This weird way of turbocharging a laptop hooks up an Nvidia RTX 3090 via an SSD slot , DigiTech Geeks Mobile Computing News

This weird way of turbocharging a laptop hooks up an Nvidia RTX 3090 via an SSD slot

An intrepid modder has managed to hook up an Nvidia RTX 3090 graphics card to a laptop by connecting it to the notebook’s M.2 slot, which is designed to play host to an SSD, not a GPU.

This feat was achieved by an employee of Chinese firm Koshin, which is a subsidiary of Lenovo, and it results in a fully functional system capable of coping with some serious gaming – like running Cyberpunk 2077 ‘smoothly’ with ray tracing turned on.

As spotted by PC Watch, the modder showed off this setup using a Koshin Air 14 laptop powered by a Ryzen 5 4600 U processor.

The M.2 NVMe SSD was taken out of the notebook, to allow the RTX 3090 to be connected to the laptop using an M.2 to PCIe adapter cable (with the small matter of requiring a hole to be cut in the underside of the laptop chassis to run the cable out to the GPU).

Then there was the problem of powering this external graphics card, of course, and to do that, the RTX 3090 had to be hooked up to a desktop PSU (650W model), making this, shall we say, a less than elegant looking solution.

The performance achieved is impressive, though, as we mentioned, but obviously not at the same level as you’d get with the 3090 in a desktop PC.

Impractical corner

In the end, while this is a largely impractical endeavor, it’s an interesting piece of tech wizardry nonetheless (albeit not the first time this kind of solution has been implemented – though it is the first time we’ve seen it).

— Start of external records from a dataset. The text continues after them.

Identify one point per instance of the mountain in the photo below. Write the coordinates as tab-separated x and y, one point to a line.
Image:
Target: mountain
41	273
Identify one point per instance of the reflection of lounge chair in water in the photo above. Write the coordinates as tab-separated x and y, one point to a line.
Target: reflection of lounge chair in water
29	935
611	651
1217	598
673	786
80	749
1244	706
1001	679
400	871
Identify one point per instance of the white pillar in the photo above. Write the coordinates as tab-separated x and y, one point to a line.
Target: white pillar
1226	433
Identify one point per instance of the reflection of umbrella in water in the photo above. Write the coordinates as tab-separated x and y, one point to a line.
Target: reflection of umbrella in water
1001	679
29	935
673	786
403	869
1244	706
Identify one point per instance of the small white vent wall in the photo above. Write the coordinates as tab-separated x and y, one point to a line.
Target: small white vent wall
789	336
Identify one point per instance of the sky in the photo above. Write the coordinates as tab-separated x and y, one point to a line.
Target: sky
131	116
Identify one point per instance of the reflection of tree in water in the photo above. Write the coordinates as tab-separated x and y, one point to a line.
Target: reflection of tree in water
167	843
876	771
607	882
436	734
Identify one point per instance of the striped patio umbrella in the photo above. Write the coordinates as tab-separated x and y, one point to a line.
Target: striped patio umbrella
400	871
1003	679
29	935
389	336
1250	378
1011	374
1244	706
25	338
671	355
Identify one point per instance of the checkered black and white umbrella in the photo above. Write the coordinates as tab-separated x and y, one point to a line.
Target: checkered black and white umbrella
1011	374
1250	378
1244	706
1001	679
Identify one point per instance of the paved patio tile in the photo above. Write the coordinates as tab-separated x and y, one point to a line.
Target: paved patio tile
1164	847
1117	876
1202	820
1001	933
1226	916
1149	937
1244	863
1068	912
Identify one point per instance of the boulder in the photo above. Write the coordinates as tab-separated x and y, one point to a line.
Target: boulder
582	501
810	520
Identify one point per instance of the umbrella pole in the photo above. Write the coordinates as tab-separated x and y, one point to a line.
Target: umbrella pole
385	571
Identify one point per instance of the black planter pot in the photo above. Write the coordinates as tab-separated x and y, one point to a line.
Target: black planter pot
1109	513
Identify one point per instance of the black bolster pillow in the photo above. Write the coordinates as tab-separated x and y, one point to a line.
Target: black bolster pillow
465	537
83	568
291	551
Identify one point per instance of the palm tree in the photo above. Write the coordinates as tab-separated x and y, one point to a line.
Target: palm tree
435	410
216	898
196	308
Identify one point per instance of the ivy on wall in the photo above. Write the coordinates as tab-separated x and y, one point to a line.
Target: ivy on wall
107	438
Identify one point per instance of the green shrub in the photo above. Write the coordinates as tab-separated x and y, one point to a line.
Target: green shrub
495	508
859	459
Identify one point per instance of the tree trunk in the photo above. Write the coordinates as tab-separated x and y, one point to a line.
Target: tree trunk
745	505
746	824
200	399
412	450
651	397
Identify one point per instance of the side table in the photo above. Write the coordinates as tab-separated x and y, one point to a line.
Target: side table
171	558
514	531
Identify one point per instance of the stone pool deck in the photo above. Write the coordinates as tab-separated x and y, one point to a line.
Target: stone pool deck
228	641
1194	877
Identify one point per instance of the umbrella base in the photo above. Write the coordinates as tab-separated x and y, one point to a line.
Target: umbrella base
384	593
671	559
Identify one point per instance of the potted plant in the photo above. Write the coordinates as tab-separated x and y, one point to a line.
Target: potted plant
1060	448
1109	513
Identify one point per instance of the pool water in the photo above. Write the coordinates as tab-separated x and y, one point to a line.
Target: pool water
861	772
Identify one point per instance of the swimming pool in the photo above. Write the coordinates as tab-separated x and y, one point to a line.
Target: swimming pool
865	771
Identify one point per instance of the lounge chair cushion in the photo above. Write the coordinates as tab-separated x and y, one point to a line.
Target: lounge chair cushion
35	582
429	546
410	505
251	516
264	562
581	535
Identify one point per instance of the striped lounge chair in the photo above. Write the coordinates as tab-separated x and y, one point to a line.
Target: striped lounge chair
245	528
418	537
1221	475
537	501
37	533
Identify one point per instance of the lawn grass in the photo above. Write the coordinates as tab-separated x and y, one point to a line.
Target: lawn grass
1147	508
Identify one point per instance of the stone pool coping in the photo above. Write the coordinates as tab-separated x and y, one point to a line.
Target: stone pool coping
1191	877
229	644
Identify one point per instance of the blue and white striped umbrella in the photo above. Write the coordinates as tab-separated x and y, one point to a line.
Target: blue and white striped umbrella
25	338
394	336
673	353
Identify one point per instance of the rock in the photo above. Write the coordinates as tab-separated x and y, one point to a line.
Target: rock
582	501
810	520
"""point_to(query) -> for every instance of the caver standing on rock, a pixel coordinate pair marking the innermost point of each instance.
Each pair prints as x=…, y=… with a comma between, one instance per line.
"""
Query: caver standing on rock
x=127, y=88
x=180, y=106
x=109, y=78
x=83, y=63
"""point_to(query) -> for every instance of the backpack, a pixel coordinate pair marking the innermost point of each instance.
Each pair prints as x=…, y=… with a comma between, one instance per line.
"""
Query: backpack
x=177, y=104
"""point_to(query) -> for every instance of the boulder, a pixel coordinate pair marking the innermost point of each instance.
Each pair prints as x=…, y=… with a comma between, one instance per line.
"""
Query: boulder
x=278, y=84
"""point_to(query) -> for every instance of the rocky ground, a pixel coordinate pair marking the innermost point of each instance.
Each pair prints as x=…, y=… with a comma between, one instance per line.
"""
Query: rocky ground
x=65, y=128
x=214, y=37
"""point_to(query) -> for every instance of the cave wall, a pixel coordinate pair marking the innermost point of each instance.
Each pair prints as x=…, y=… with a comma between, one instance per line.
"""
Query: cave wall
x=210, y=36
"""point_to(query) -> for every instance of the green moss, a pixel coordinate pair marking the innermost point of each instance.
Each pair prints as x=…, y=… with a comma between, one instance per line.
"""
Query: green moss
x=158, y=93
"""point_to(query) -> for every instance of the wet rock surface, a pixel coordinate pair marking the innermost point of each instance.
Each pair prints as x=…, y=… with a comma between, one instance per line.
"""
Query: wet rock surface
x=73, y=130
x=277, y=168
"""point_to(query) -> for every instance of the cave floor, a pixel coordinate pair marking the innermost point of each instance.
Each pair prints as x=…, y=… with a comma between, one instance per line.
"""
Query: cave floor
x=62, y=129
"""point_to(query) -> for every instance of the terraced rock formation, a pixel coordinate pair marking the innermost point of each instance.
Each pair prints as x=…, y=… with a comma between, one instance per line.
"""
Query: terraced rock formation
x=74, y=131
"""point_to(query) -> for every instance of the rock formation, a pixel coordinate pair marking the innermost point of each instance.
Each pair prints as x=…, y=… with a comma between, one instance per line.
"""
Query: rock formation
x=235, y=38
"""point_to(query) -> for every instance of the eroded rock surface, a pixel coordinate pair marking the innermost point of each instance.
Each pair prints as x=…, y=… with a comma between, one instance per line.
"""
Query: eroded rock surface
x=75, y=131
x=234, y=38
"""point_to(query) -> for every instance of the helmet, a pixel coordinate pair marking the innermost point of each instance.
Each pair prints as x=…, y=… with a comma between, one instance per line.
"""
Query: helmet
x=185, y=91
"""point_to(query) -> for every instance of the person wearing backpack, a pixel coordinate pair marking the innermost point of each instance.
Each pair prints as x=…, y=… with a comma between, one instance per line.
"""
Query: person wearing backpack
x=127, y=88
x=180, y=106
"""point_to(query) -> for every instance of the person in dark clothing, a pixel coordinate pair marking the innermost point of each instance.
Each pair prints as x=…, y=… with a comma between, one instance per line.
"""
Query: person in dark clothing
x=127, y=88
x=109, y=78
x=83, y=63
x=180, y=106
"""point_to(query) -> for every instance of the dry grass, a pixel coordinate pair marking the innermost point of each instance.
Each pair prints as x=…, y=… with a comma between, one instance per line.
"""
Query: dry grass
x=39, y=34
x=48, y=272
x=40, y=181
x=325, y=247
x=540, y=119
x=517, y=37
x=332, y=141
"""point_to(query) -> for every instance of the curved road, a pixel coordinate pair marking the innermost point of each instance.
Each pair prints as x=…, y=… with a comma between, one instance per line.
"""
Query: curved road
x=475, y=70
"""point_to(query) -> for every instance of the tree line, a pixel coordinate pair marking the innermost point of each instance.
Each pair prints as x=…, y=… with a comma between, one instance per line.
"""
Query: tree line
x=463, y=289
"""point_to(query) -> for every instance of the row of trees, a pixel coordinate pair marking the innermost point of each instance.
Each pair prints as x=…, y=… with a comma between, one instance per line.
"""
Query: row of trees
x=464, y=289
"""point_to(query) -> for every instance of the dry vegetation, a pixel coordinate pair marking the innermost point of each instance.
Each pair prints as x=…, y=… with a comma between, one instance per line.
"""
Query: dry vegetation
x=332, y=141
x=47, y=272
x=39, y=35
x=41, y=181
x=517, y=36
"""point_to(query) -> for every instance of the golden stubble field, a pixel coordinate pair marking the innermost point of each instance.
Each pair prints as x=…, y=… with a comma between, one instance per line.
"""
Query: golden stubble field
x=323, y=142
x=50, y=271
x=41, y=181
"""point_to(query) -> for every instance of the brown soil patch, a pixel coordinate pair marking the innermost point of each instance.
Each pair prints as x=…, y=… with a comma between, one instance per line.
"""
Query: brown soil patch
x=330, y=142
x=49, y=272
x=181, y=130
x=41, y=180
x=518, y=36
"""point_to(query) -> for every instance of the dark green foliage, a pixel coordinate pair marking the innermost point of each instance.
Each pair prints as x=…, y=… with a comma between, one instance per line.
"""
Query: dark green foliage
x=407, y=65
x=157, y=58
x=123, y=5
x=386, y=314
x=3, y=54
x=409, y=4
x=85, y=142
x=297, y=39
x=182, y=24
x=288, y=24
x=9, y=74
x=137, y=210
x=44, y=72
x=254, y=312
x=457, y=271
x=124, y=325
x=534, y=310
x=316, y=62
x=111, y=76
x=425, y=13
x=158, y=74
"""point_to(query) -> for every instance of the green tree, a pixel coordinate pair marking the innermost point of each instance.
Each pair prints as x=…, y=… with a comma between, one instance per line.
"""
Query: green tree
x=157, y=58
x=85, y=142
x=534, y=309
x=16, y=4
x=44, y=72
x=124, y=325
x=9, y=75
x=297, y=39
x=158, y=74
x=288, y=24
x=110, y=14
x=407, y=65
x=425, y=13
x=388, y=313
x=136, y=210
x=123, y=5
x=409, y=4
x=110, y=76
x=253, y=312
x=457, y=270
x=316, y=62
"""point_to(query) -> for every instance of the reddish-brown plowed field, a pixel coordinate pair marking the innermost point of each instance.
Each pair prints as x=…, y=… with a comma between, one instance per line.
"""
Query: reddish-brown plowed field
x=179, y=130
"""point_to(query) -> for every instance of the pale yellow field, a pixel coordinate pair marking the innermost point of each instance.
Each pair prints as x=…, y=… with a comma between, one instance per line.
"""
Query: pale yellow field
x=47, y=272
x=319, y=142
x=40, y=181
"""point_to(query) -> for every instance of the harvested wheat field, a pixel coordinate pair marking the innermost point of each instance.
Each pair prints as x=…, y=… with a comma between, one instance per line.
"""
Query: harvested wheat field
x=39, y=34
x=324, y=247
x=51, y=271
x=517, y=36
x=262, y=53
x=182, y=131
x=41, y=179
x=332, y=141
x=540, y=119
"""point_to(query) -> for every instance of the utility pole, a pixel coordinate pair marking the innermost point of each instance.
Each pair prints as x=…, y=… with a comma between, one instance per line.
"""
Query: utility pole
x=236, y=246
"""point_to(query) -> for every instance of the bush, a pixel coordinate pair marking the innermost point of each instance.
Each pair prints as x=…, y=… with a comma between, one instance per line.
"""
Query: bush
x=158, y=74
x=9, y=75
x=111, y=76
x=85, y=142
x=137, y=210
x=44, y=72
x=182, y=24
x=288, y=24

Normally, the way you’d hook up an RTX 3090 (or other graphics card) with a laptop would be as an external GPU in an enclosure via a Thunderbolt connector, which is obviously a much easier way to go.

The M.2 slot method is a cool idea, theoretically offering performance benefits above Thunderbolt 3 – assuming you can get it all to work okay – but the main stumbling block is that we would definitely not recommend you start cutting holes in your laptop yourself, for obvious reasons.